RTK is making the hard sell that this move will reduce its pollution. On average, this is true, but unquestionably it will make our inversion pollution worse. Despite partial conversion to natural gas, the expansion of mining operations, including expanded crusher and tailings impoundments, an additional plan to re-mine those tailings, and a new molybdenum plant, all add up to more pollution.

RTK's enormous environmental and public health footprint must be viewed in its totality, not piecemeal, as the company would prefer. The same must be said about its economic impact. Although RTK pays substantial taxes and wages, its contribution to disease, health care costs and the suppression of "cleaner" economic development all take money out of your wallet.

Studies of mining operations in other parts of the country, looking at both sides of the equation, suggest that RTK, overall, is actually an economic liability.
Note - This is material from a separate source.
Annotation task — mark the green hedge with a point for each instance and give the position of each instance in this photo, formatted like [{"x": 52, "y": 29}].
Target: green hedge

The Utah Chapter of the Sierra Club joined Utah Physicians for a Healthy Environment, Utah Moms for Clean Air and WildEarth Guardians as plaintiffs in suing RTK for violating the federal Clean Air Act. The reason is very simple. The increased mining activity that was green-lighted by the Division of Air Quality would increase RTK's overall emissions of nitrogen oxides by 54 percent and its particulate emissions by 66 percent. That's according to the company's own documents.

This violates the Clean Air Act, a critical firewall in protecting the health of Utah citizens from air pollution and corporate abuse. Our intent going forward is to hold RTK accountable to the law.

Marion Klaus is chair of the Utah Chapter of the Sierra Club and lives in Park City; Dan Mayhew is vice-chair of the Utah chapter and its conservation chair. He lives in Salt Lake City.